Para a maior parte dos militantes do Bloco de Esquerda, o timing da saída de Catarina Martins foi uma novidade — revelada num e-mail que enviou, na manhã desta terça-feira, a despedir-se dos camaradas e a agradecer os dez anos à frente do partido. Para o círculo mais próximo de dirigentes, no entanto, não foi assim: foram ouvidos e consultados sobre uma decisão que partiu da própria, e envolvidos no processo de escolha de Mariana Mortágua — que agora se perfila como a provável próxima líder do Bloco de Esquerda.
A justificação de Catarina Martins passou pela abertura de um novo ciclo político, desgastada que está a atual maioria absoluta, e com ele o fim do seu próprio ciclo à frente do Bloco. E, para o partido, o que muda aqui é mesmo o “tempo” político: Mortágua é vista como uma solução que dará continuidade a uma linha política que não muda com a troca de líder.
Quanto ao que essa continuidade significa, as opiniões dividem-se: para o núcleo duro, é mais uma oportunidade para evidenciar as falhas do PS e colher, finalmente, os frutos de uma rutura com António Costa que o partido sempre considerou ter sido mal compreendida. Para os críticos internos, não passará de uma oportunidade perdida para mudar de rumo político e mudar o Bloco por dentro.
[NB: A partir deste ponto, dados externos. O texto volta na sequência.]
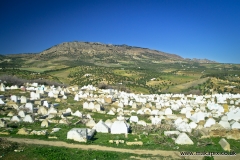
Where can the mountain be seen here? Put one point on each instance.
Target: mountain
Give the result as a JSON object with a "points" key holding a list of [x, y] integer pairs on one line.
{"points": [[107, 51], [70, 54], [110, 53]]}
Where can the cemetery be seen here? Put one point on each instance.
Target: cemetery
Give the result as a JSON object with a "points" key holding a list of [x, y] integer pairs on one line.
{"points": [[89, 115]]}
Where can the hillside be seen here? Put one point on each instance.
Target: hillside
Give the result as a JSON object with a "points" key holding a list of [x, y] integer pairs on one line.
{"points": [[107, 51], [129, 68]]}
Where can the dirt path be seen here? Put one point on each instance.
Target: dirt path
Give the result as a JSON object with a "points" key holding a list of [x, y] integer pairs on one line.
{"points": [[155, 153]]}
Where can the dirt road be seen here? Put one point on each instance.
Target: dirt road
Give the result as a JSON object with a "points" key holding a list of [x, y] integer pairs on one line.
{"points": [[155, 153]]}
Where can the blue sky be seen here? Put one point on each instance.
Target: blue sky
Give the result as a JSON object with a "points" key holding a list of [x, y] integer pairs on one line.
{"points": [[189, 28]]}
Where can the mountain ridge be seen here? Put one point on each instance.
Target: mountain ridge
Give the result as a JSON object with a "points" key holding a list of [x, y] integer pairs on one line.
{"points": [[93, 49]]}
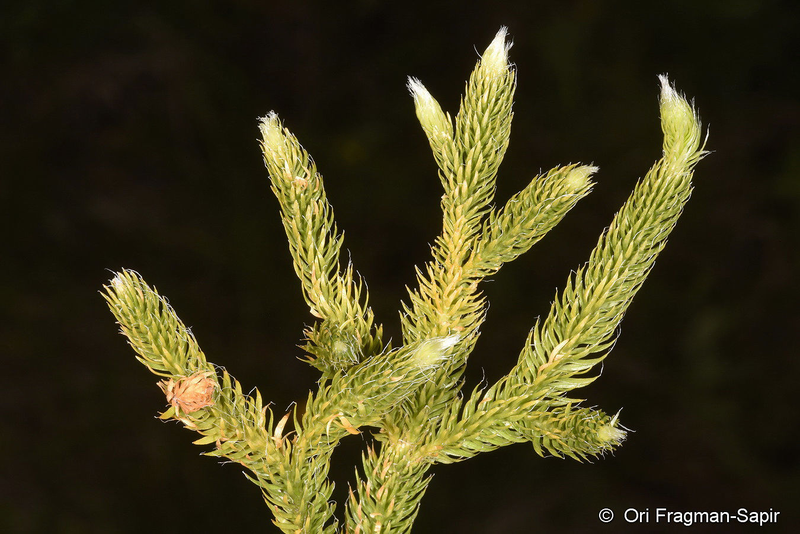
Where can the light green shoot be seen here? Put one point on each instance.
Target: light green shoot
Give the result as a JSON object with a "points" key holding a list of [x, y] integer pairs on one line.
{"points": [[410, 397]]}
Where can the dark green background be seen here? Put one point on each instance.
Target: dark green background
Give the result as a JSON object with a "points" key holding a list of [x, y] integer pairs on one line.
{"points": [[129, 139]]}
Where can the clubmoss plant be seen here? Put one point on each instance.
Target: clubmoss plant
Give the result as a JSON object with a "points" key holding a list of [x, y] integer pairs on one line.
{"points": [[409, 397]]}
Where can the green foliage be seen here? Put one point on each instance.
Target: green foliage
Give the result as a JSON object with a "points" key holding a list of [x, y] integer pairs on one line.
{"points": [[411, 395]]}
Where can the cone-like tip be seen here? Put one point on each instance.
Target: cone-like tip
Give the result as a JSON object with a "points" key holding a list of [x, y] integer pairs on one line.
{"points": [[273, 141], [433, 120], [495, 58], [679, 122]]}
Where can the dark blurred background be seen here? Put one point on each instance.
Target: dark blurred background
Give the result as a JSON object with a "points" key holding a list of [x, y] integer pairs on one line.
{"points": [[129, 140]]}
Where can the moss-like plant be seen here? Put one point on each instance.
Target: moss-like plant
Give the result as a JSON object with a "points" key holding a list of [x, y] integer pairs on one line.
{"points": [[410, 396]]}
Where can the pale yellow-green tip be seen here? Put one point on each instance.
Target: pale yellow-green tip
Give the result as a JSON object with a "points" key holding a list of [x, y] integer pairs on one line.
{"points": [[273, 141], [679, 122], [434, 121], [494, 61]]}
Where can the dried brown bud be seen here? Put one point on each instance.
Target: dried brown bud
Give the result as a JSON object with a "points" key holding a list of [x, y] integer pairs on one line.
{"points": [[190, 393]]}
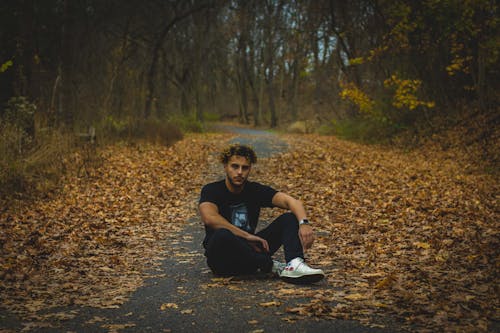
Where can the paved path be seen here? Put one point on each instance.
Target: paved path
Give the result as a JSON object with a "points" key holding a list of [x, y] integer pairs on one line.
{"points": [[186, 298]]}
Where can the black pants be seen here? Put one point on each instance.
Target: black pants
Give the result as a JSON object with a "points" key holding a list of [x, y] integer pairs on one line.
{"points": [[228, 254]]}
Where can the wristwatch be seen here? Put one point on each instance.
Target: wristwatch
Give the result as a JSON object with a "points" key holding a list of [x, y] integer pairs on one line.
{"points": [[303, 221]]}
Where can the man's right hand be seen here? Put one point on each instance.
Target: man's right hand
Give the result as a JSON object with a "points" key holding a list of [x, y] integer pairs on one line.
{"points": [[258, 243]]}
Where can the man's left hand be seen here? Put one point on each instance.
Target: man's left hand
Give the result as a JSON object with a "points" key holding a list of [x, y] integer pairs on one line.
{"points": [[306, 236]]}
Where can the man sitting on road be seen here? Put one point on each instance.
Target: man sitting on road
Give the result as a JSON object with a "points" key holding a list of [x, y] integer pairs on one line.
{"points": [[230, 211]]}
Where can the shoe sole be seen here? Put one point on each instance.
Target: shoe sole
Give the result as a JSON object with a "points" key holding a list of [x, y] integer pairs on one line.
{"points": [[304, 279]]}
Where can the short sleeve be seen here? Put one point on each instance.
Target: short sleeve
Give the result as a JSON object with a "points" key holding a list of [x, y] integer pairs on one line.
{"points": [[208, 194]]}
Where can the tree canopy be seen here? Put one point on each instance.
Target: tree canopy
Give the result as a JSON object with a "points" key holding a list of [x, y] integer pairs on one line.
{"points": [[264, 61]]}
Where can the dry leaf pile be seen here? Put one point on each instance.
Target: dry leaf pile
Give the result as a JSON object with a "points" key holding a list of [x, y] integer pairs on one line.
{"points": [[408, 235], [94, 244], [412, 236]]}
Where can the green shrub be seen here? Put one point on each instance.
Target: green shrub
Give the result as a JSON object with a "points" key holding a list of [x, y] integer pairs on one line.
{"points": [[156, 131], [187, 123], [363, 129], [34, 170]]}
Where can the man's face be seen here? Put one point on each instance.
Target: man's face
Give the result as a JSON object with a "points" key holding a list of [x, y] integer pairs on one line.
{"points": [[237, 170]]}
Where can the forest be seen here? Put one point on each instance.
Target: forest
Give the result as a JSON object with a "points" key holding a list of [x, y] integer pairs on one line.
{"points": [[381, 115], [364, 69]]}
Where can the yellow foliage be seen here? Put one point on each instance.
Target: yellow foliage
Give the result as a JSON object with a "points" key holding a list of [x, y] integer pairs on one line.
{"points": [[356, 61], [405, 93], [359, 98]]}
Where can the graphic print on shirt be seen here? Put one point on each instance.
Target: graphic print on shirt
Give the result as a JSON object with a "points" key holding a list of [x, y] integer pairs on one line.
{"points": [[239, 216]]}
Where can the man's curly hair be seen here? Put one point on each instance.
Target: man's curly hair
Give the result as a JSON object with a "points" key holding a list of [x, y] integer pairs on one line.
{"points": [[238, 150]]}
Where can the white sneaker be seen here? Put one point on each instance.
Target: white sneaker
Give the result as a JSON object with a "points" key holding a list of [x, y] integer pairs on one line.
{"points": [[278, 267], [297, 271]]}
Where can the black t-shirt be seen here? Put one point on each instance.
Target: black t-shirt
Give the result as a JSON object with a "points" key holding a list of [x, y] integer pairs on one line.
{"points": [[242, 209]]}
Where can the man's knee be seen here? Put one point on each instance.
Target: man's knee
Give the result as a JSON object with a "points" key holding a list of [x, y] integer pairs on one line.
{"points": [[222, 235], [288, 219]]}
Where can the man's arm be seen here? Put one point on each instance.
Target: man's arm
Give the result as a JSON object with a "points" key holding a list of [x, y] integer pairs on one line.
{"points": [[211, 218], [285, 201]]}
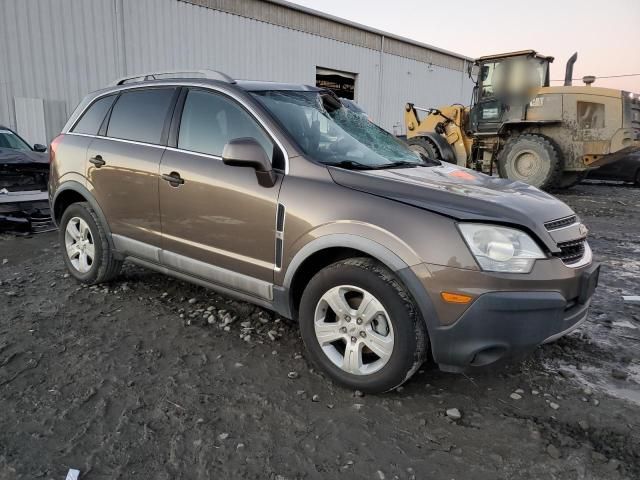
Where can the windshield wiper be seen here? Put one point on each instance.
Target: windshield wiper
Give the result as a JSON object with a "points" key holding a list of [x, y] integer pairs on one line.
{"points": [[351, 165], [402, 164]]}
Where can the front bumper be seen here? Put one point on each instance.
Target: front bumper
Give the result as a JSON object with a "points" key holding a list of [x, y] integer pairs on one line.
{"points": [[25, 212], [507, 322]]}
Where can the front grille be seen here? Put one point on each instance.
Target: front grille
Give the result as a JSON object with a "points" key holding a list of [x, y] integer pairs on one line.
{"points": [[571, 252], [561, 222]]}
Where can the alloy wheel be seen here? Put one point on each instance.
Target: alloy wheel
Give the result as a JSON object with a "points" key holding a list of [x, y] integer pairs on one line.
{"points": [[79, 244], [354, 330]]}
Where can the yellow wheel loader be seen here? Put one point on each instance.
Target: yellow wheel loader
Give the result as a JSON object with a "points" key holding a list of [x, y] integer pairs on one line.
{"points": [[523, 129]]}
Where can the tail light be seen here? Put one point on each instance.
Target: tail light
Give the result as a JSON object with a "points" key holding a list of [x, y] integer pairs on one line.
{"points": [[52, 147]]}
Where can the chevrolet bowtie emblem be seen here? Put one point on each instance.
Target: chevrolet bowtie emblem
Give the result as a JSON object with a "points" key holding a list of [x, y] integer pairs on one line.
{"points": [[583, 230]]}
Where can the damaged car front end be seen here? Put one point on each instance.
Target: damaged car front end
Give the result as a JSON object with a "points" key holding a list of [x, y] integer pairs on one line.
{"points": [[24, 173]]}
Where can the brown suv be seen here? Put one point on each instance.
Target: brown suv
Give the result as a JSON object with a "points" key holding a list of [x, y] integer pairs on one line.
{"points": [[278, 195]]}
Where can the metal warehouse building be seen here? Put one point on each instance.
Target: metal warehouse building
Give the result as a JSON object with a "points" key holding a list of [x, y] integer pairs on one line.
{"points": [[55, 51]]}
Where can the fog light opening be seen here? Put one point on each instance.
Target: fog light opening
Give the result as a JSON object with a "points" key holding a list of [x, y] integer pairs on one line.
{"points": [[459, 298]]}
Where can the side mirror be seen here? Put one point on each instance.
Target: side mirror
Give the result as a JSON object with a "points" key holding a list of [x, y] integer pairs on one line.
{"points": [[247, 152]]}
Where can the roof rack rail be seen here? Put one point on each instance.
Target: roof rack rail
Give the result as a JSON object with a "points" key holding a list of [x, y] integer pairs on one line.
{"points": [[146, 77]]}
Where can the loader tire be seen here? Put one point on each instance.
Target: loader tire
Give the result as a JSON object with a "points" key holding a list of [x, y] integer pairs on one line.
{"points": [[424, 146], [533, 159], [570, 179]]}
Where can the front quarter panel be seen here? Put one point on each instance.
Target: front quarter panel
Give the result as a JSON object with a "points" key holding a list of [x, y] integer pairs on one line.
{"points": [[317, 210]]}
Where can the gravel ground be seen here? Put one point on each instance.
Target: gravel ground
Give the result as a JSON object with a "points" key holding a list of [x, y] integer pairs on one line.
{"points": [[152, 378]]}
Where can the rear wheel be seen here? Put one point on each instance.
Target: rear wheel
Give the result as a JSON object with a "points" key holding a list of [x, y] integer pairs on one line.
{"points": [[361, 327], [85, 247], [423, 146], [533, 159]]}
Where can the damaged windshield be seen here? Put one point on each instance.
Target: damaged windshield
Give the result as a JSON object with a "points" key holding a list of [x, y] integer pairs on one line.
{"points": [[334, 135]]}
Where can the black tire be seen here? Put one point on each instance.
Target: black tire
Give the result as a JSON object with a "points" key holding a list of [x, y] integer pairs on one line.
{"points": [[533, 159], [570, 179], [104, 266], [410, 341], [425, 147]]}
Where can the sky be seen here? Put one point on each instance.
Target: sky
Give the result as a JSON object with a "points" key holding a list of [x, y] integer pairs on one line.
{"points": [[605, 33]]}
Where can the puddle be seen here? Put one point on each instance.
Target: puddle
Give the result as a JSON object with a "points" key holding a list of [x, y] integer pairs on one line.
{"points": [[624, 324]]}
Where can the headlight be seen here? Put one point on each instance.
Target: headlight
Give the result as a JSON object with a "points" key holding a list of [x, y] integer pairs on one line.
{"points": [[501, 249]]}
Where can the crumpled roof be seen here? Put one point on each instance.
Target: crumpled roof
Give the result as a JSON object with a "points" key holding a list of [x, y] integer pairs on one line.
{"points": [[11, 156]]}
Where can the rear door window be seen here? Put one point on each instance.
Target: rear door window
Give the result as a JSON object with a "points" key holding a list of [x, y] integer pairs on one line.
{"points": [[140, 115], [90, 122], [210, 121]]}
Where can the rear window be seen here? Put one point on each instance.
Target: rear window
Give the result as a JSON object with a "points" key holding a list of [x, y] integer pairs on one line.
{"points": [[140, 115], [90, 122]]}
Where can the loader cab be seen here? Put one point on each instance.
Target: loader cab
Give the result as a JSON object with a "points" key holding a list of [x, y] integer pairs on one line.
{"points": [[503, 86]]}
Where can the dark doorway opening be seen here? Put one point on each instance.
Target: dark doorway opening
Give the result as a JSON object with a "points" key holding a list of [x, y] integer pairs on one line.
{"points": [[343, 84]]}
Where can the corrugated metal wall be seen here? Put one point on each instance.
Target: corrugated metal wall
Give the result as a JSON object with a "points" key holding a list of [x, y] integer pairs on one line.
{"points": [[59, 50]]}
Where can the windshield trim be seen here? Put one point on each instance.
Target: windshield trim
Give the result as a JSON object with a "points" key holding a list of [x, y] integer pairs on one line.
{"points": [[391, 149]]}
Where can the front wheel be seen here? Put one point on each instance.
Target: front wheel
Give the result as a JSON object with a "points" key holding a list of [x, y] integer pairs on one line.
{"points": [[533, 159], [422, 146], [85, 247], [361, 327]]}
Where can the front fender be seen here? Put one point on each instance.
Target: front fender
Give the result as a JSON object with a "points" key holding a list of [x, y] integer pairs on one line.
{"points": [[77, 187]]}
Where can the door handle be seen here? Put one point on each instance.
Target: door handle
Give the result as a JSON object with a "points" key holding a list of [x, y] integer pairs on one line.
{"points": [[173, 178], [97, 161]]}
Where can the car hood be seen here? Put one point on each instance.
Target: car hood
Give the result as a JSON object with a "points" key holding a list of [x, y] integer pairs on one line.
{"points": [[462, 194], [11, 156]]}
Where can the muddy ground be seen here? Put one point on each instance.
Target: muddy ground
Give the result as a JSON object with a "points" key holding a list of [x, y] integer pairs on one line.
{"points": [[132, 380]]}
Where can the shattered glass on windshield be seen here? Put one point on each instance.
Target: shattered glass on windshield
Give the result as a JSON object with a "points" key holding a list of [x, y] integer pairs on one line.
{"points": [[334, 135]]}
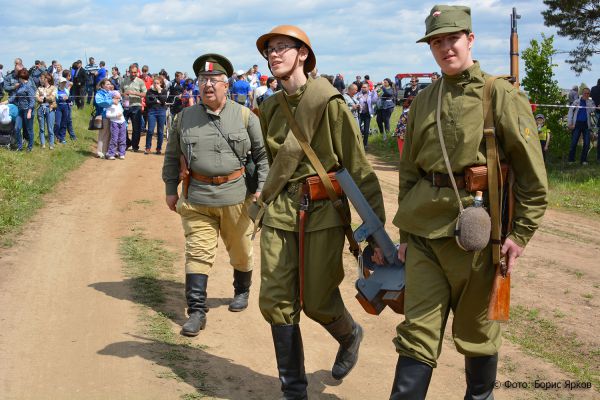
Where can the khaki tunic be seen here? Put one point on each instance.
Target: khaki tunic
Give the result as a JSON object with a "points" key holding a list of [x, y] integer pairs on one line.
{"points": [[439, 275], [336, 142], [211, 210]]}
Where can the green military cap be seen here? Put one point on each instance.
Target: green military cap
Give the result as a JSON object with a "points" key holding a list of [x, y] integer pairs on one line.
{"points": [[212, 64], [446, 19]]}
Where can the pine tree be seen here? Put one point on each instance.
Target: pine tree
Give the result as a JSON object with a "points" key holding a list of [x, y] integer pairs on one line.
{"points": [[578, 20], [542, 88]]}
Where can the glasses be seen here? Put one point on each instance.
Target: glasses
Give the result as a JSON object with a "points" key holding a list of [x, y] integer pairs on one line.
{"points": [[279, 49], [213, 81]]}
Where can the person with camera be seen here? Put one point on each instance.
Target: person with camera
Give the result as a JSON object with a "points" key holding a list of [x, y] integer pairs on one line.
{"points": [[46, 98], [210, 147], [444, 140], [301, 257]]}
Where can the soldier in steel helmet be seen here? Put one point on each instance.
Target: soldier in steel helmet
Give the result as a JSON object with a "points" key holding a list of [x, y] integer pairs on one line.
{"points": [[440, 276], [216, 139], [289, 286]]}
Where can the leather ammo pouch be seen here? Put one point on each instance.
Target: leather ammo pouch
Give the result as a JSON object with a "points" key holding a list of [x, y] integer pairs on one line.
{"points": [[476, 177], [315, 189]]}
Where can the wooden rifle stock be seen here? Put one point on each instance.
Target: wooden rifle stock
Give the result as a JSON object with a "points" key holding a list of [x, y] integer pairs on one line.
{"points": [[499, 305], [184, 175]]}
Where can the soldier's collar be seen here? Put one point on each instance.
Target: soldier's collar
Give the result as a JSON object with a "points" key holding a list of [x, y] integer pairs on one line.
{"points": [[466, 76]]}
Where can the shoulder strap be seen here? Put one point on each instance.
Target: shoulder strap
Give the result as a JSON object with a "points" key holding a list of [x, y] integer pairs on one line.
{"points": [[493, 163], [316, 163], [246, 116]]}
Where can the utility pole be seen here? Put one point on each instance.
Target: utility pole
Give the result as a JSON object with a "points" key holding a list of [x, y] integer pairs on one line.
{"points": [[514, 47]]}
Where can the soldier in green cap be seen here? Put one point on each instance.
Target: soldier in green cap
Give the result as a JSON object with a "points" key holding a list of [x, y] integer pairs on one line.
{"points": [[217, 139], [440, 276], [301, 262]]}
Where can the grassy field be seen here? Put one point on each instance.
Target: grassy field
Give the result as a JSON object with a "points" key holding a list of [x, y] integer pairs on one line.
{"points": [[572, 187], [26, 177]]}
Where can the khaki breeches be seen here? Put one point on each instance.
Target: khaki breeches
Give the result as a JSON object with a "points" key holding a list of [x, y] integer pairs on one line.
{"points": [[441, 277], [202, 226]]}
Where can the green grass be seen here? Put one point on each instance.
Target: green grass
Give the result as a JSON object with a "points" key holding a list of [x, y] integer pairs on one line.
{"points": [[148, 264], [26, 177], [575, 187], [571, 187], [540, 337]]}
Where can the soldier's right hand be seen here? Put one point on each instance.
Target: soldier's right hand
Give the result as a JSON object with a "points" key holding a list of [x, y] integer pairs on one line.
{"points": [[171, 201], [402, 252]]}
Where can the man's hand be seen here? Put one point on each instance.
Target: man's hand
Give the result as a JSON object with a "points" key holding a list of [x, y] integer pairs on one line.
{"points": [[402, 252], [511, 251], [171, 201]]}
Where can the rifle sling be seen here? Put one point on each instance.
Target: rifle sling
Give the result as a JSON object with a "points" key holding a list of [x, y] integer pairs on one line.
{"points": [[316, 163], [493, 164]]}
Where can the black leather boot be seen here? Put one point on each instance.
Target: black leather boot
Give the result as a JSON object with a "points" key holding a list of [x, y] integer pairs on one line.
{"points": [[481, 377], [241, 285], [289, 353], [349, 335], [195, 294], [412, 379]]}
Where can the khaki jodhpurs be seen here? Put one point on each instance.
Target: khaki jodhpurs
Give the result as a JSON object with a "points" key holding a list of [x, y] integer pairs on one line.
{"points": [[279, 299], [441, 277], [202, 226]]}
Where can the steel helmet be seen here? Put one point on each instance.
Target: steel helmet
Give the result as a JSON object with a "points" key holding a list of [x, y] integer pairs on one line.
{"points": [[293, 32]]}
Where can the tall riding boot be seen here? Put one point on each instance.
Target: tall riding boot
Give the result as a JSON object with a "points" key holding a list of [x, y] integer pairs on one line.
{"points": [[481, 377], [289, 353], [195, 293], [349, 335], [412, 379], [241, 285]]}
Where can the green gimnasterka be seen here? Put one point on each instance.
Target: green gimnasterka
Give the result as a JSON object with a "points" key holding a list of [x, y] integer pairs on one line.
{"points": [[196, 126], [431, 212], [336, 141]]}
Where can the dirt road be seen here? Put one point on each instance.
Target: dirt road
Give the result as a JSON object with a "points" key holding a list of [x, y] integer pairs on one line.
{"points": [[70, 326]]}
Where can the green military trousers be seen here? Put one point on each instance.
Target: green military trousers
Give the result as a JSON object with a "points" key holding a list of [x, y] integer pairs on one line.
{"points": [[279, 298], [441, 277]]}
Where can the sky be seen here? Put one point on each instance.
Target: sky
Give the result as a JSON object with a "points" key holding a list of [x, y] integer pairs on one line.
{"points": [[375, 37]]}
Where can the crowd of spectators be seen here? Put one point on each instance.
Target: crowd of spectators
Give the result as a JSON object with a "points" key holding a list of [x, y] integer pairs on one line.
{"points": [[149, 102]]}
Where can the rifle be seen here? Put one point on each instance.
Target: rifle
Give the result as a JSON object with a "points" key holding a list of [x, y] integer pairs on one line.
{"points": [[378, 286], [514, 47], [499, 305]]}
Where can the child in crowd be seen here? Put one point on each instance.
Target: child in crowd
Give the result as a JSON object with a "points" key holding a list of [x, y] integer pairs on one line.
{"points": [[543, 133], [118, 128]]}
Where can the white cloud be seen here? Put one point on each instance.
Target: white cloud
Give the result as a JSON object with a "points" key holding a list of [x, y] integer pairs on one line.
{"points": [[365, 37]]}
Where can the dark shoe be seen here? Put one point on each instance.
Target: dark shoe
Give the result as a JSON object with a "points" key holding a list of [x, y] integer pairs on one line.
{"points": [[349, 335], [289, 353], [241, 285], [195, 294], [411, 380], [481, 377]]}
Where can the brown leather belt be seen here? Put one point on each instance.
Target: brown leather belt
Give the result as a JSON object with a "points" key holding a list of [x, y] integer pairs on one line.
{"points": [[218, 180], [438, 179]]}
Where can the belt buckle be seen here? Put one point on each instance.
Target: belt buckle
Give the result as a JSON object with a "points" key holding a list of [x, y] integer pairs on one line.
{"points": [[292, 188]]}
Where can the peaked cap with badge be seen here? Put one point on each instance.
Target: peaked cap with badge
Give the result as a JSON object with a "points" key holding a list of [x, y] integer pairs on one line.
{"points": [[446, 19], [212, 64]]}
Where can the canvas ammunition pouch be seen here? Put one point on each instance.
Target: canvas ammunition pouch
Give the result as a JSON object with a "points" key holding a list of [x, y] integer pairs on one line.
{"points": [[315, 189]]}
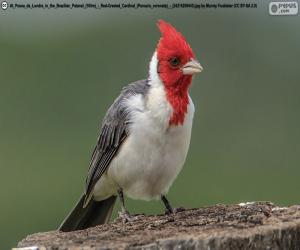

Uma coisa é certa: dentro do partido, mesmo quem ataca a linha da direção não aponta baterias especificamente a Mariana Mortágua — e até há quem veja na provável nova líder uma voz “incómoda” para os “grandes interesses”, que fará o partido “sonhar que não está assim tão domesticado” e assumirá com “dureza” a missão de voltar aos protestos de rua.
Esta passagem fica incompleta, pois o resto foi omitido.